The flat iron is not effective as I’ve explained in my post. I would never take the risk of putting that amount of heat so close to the scalp – it is worse to have burns than it is to have head lice. A flat iron will miss any lice or nits that are right on or right next to the scalp. Any nits that are further down the hair shaft are either already hatched or not viable; so a flat iron won’t assist you there. Sorry. Keep up with the combing – not every day but every few days – until you have had 2 weeks with no new evidence of lice. And please do not do extra house cleaning. Just stick to the combing. With three girls, I would probably just set a routine where I do a wet combing for one child per day – let the girls each have a rest for a couple of days. Good luck!

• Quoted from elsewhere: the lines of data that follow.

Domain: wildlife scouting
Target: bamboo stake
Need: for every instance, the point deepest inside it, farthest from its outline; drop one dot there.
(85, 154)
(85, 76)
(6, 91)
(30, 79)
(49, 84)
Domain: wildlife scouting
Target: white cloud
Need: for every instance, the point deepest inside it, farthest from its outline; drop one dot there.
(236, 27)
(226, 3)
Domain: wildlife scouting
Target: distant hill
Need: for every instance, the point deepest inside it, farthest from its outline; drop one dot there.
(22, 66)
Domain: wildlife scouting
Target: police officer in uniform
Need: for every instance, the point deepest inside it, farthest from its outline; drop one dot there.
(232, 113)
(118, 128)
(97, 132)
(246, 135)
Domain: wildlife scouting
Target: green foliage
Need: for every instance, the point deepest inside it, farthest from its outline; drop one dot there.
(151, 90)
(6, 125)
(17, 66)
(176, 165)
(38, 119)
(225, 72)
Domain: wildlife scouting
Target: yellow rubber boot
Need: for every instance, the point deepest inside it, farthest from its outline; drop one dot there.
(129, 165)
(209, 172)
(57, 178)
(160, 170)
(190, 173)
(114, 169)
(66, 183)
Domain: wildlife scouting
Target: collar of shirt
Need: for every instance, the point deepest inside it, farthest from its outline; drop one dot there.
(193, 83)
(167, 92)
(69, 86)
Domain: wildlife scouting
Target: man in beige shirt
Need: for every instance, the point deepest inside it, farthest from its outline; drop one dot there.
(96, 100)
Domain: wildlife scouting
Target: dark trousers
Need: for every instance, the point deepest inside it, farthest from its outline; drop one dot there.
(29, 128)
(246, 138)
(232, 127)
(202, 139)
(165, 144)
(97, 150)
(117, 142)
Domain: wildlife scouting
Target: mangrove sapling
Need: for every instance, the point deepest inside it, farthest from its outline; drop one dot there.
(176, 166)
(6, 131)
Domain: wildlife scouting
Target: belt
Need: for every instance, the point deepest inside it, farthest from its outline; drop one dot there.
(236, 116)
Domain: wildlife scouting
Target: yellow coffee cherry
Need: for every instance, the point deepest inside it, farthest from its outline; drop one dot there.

Cathy, the Nice Lice Lady. said...

The straight iron is not a tool for lice removal. Sorry. Please read my post "Flat iron? Bad idea."

Unknown said...

You can use any blow dryer that makes hot air. As a kid my mom always blow dried our hair and it was very affective. As a mom of 4 kids 3 of which are girls. I used a blow dryer daily on all of them n my 11yr old still daily. Also if anyone comes home with lice we oil our scalps with baby oil once every 2 weeks we use baby oil n wear a shower cap over night. Toss all pillows and stuffed animals in the dryer, wash bedding and vacuum your carpets. Fighting lice is hard when many parents don't keep their kids lice free. So please help educate your neighbors if your kids come home with bugs

MJ said...

Cathy all your posts are so helpful specifically because this is your profession. My Pediatrician gave me a prescription for sklice. I used it and then combed her hair...I actually found a lot of more nits than I expected and one dead bug (I'm sure there were more but that's the only one I saw). This is my first dealing with lice. My daughter is 5 and has very, very long beautiful curly hair that is difficult to manage. She's Puerto Rican and black, I only use cleansing conditions to was her hair and nothing with sulfates. I wasn't sure if washing her hair, or even just conditioning, her hair after the lice treatment would affect the treatment in any way. Still, there was no way for me to get a nit comb without some kind of moisturizer so I put olive oil in her hair to get the comb through. Was that ok? Can I was her hair? I'm also going to try blow drying her hair. I spent 6 hours yesterday between applying the product and combing her hair with many tears in between. I'm going to cut her hair, once this is over, to the middle of her back, which is about half her hair b/c I can't deal this again. :(

MJ said...
This comment has been removed by the author.
MJ said...

I meant to say can I wash her hair and condition it? How many weeks should I keep checking for lice/nits. I have no one that can check me for lice but my daughter's Pediatrician kindly checked me yesterday. I have no itchiness but find it strange I don't have it. Will using a nit comb for myself suffice? I'm so scared I have it or will get it.

Anonymous said...

Some hair dryers such as the Revlon Healthy Hair Laser Brilliance Ceramic Ionic Infrared Heat Dryer,claim to have infrared and/or ionic features. Does anyone know if these have any impact on lice?

Anonymous said...

Hi,

We have been dealing with head lice for literally years. We have family members that we dearly love that keep passing it back and forth with their other family members.

My husband and I found out that when we take olive leaf extract regularly we don't get them. The only time I got them is when I wasn't taking the olive leaf extract. The thought of them makes my head itch like crazy regardless!

I just bought the lice comb for a young family member, and will be buying a hair dryer today. Thanks!